Shares of Skullcandy (SKUL) started 2013 on a bad note. Shares of the developer and distributor of headphones and audio accessories to retailers have lost almost 12% already in the first three trading days of the year.
Dismal Share Price Performance
Skullcandy went public in July of 2011. At the time, the offering was a great success as the company was able to raise its offering price while boosting the size of the offering. Shares went eventually public at $20 per share and saw a healthy first day spike.
From that point in time, shares quickly fell to levels around $15 per share, a level at which shares were trading as recent as October of 2012. After lowering its full-year 2012 earnings outlook, shares kept falling in November and December, losing half their value in the past quarter alone.
Shares were furthermore plagued by a downgrade on Wednesday when Jefferies Group cut their rating for the shares from buy to underperform, accompanied with a $6 price target. Analyst Randal Konik of the firm is "increasingly concerned about promotional pressures and rising competition in the headphone market."
So after an almost 70% decline from the public offering price, is there an opportunity for long-term investors? Let's explore.
Skullcandy ended its third quarter of 2012 with $1.9 million in cash and equivalents. The company operates with $5.2 million in short-term debt, for a small net debt position.
For the first nine months of 2012, Skullcandy generated revenues of $196.7 million. The company net earned $14.4 million for the period, or $0.51 per share. For the full year of 2012, Skullcandy guides for full-year revenues of $290-$300 million, on which it expects to earn $1.00-$1.04 per share, or roughly $30 million.
After the latest share price declines, the market values Skullcandy at roughly $189 million. This values the firm at 0.6 times annual revenues and 6-7 times annual earnings.
The company does not pay a dividend at the moment.
Some Historical Perspective
Investors in Skullcandy have had a hard time as mentioned above, especially as the share price decline accelerated in recent weeks.
Between 2008 and 2012, Skullcandy boosted its annual revenues from $80 million in 2008 to an estimated $295 million in 2012. With exception of 2010, the company has been profitable every year, although net profit margins have been under pressure for years already.
Investors penalize Skullcandy for missing its full-year earnings targets. At the presentation of its third quarter results, the company actually tightened its full-year sales outlook from $280-$300 million to $290-$300 million. The problem is that the company revised its full-year earnings outlook from $1.10-$1.20 per share to $1.00-$1.04 per share.
For the full year of 2012, the midpoint of the guidance implies that revenues are still expected to grow by 26.9%. Year-on-year revenue growth in the third quarter has slowed down to 17.2%, which stabilizes in the fourth quarter.
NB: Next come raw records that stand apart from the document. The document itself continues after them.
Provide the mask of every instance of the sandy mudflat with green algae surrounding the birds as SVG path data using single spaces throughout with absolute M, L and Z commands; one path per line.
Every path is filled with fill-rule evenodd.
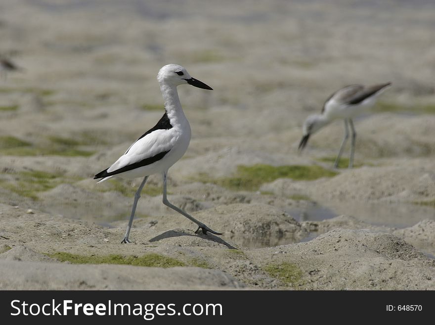
M 25 71 L 0 82 L 0 289 L 435 289 L 434 4 L 224 2 L 1 1 Z M 223 235 L 156 175 L 125 245 L 140 180 L 92 177 L 163 114 L 167 63 L 214 88 L 178 88 L 192 140 L 169 199 Z M 342 122 L 298 154 L 330 93 L 387 81 L 356 168 L 332 169 Z

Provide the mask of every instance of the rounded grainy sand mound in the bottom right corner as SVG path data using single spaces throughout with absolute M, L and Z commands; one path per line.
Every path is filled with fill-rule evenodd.
M 435 289 L 434 260 L 392 234 L 337 229 L 296 245 L 262 249 L 274 265 L 300 268 L 297 287 Z M 261 259 L 260 252 L 253 252 Z

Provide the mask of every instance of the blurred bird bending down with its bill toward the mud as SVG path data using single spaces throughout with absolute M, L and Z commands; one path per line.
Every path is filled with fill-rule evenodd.
M 319 131 L 324 126 L 334 120 L 345 121 L 345 138 L 338 152 L 334 168 L 337 168 L 343 149 L 349 138 L 349 126 L 351 131 L 350 139 L 350 159 L 349 168 L 353 167 L 353 155 L 355 152 L 356 132 L 353 127 L 352 118 L 361 115 L 368 108 L 372 107 L 377 97 L 383 93 L 391 83 L 385 83 L 373 86 L 350 85 L 333 93 L 323 104 L 320 114 L 308 116 L 303 126 L 303 137 L 299 143 L 299 150 L 302 151 L 311 135 Z

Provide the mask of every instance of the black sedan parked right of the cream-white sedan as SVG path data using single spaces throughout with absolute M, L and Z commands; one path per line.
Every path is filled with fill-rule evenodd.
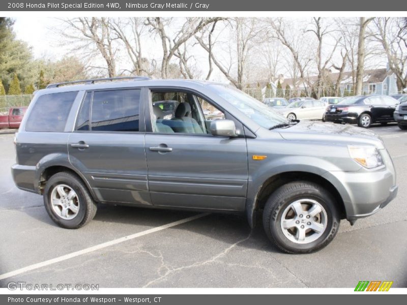
M 325 120 L 358 124 L 363 128 L 374 123 L 386 125 L 394 122 L 393 112 L 398 104 L 396 99 L 384 95 L 347 97 L 336 105 L 328 106 Z

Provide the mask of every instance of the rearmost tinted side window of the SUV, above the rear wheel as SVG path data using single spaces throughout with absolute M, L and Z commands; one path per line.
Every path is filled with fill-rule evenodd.
M 74 91 L 40 96 L 27 119 L 25 130 L 63 132 L 77 94 Z

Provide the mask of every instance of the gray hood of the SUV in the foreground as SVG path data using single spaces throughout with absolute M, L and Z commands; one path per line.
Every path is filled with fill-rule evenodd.
M 285 140 L 385 146 L 374 132 L 352 125 L 301 120 L 297 125 L 278 130 Z

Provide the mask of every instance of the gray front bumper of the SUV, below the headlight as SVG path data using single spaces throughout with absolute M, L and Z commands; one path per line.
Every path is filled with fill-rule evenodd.
M 375 214 L 392 201 L 398 191 L 396 173 L 387 150 L 380 150 L 385 166 L 356 172 L 330 171 L 325 178 L 338 190 L 346 219 L 356 220 Z

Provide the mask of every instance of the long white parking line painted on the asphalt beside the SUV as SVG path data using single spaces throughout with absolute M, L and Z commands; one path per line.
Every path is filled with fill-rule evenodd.
M 134 238 L 137 238 L 137 237 L 140 237 L 140 236 L 144 236 L 144 235 L 155 233 L 155 232 L 158 232 L 158 231 L 161 231 L 161 230 L 164 230 L 164 229 L 175 227 L 175 226 L 178 226 L 178 225 L 181 225 L 181 224 L 185 224 L 187 222 L 196 220 L 198 218 L 201 218 L 201 217 L 204 217 L 204 216 L 207 216 L 207 215 L 209 215 L 209 213 L 198 214 L 198 215 L 195 215 L 195 216 L 192 216 L 192 217 L 184 218 L 184 219 L 181 219 L 181 220 L 178 220 L 178 221 L 166 224 L 166 225 L 162 225 L 162 226 L 159 226 L 159 227 L 156 227 L 156 228 L 152 228 L 152 229 L 149 229 L 149 230 L 146 230 L 146 231 L 142 231 L 142 232 L 127 235 L 127 236 L 124 236 L 124 237 L 121 237 L 121 238 L 106 241 L 106 242 L 100 243 L 99 245 L 96 245 L 96 246 L 93 246 L 93 247 L 90 247 L 90 248 L 86 248 L 86 249 L 82 249 L 82 250 L 79 250 L 79 251 L 76 251 L 76 252 L 72 252 L 70 254 L 66 254 L 66 255 L 63 255 L 63 256 L 60 256 L 60 257 L 49 259 L 49 260 L 46 260 L 46 261 L 43 261 L 43 262 L 40 262 L 40 263 L 37 263 L 37 264 L 33 264 L 33 265 L 30 265 L 30 266 L 26 266 L 26 267 L 23 267 L 23 268 L 14 270 L 14 271 L 3 273 L 2 275 L 0 275 L 0 280 L 16 276 L 16 275 L 19 275 L 19 274 L 27 272 L 27 271 L 31 271 L 31 270 L 34 270 L 34 269 L 45 267 L 45 266 L 48 266 L 48 265 L 51 265 L 51 264 L 54 264 L 54 263 L 57 263 L 57 262 L 61 262 L 61 261 L 64 261 L 64 260 L 79 256 L 79 255 L 83 255 L 83 254 L 90 253 L 90 252 L 93 252 L 93 251 L 96 251 L 96 250 L 100 250 L 100 249 L 103 249 L 103 248 L 106 248 L 106 247 L 117 245 L 118 243 L 121 243 L 121 242 L 124 242 L 124 241 L 127 241 L 127 240 L 131 240 L 131 239 L 134 239 Z

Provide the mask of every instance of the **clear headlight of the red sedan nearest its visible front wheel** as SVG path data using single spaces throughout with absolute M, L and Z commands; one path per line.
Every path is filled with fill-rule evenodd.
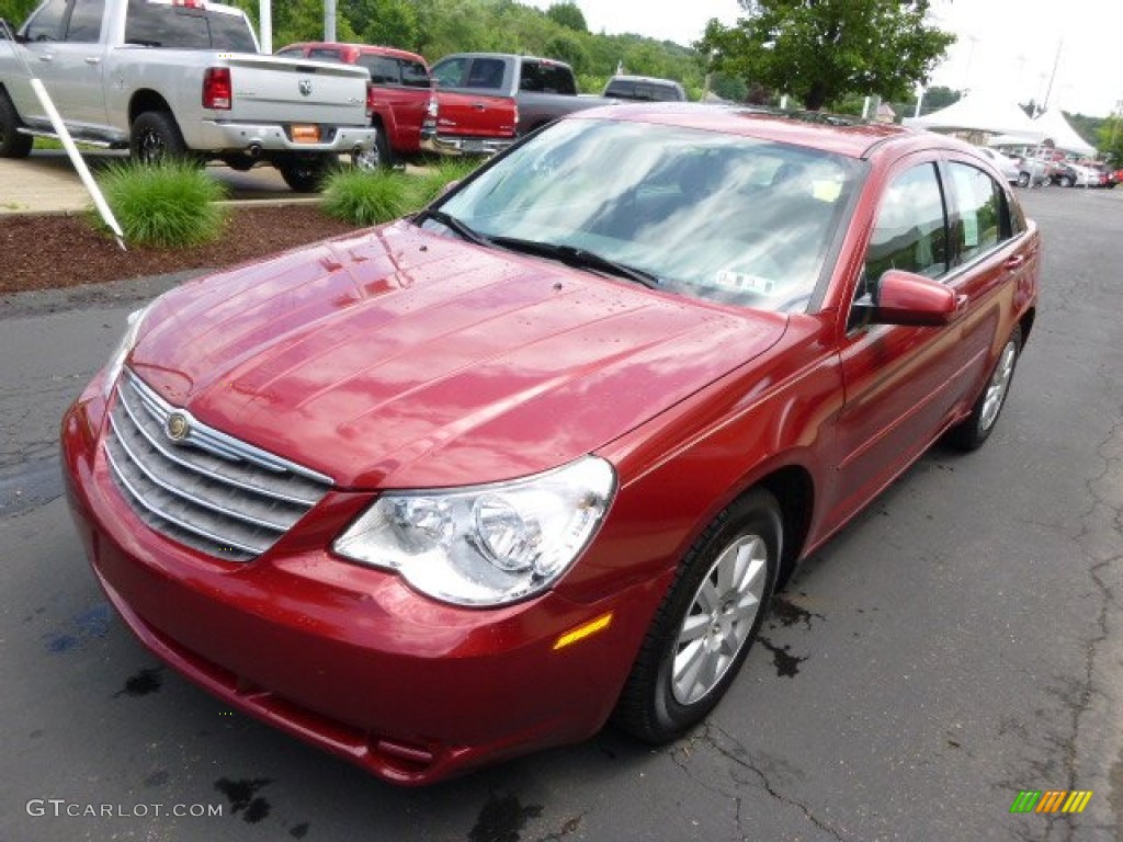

The midpoint of the revenue guidance shows that revenues are expected to grow by 17.9% in the final quarter of the year.
So the problem is not revenue growth, it is competition eating into profit margins. The revised full-year outlook assumes that Skullcandy now believes that fourth quarter earnings are to come in between $0.49 and $0.53 per share, up just 11% from last year. The revision has been fairly aggressive as previously the company guided for fourth quarter earnings of $0.59-$0.69 per share.
While revenue and earnings growth undoubtedly has come under some pressure, they are still growing. At the same time the company trades at very fair valuation multiples and has essentially no debt. The aggressive short sell community has built up a sizable short position in the stock, something which could easily trigger a short-squeeze in case of optimistic news.
I will do some further research in the coming days, but might initiate a long position in the stock anticipating a rebound in the coming months.
Disclosure: I have no positions in any stocks mentioned, but may initiate a long position in SKUL over the next 72 hours. I wrote this article myself, and it expresses my own opinions. I am not receiving compensation for it (other than from Seeking Alpha). I have no business relationship with any company whose stock is mentioned in this article.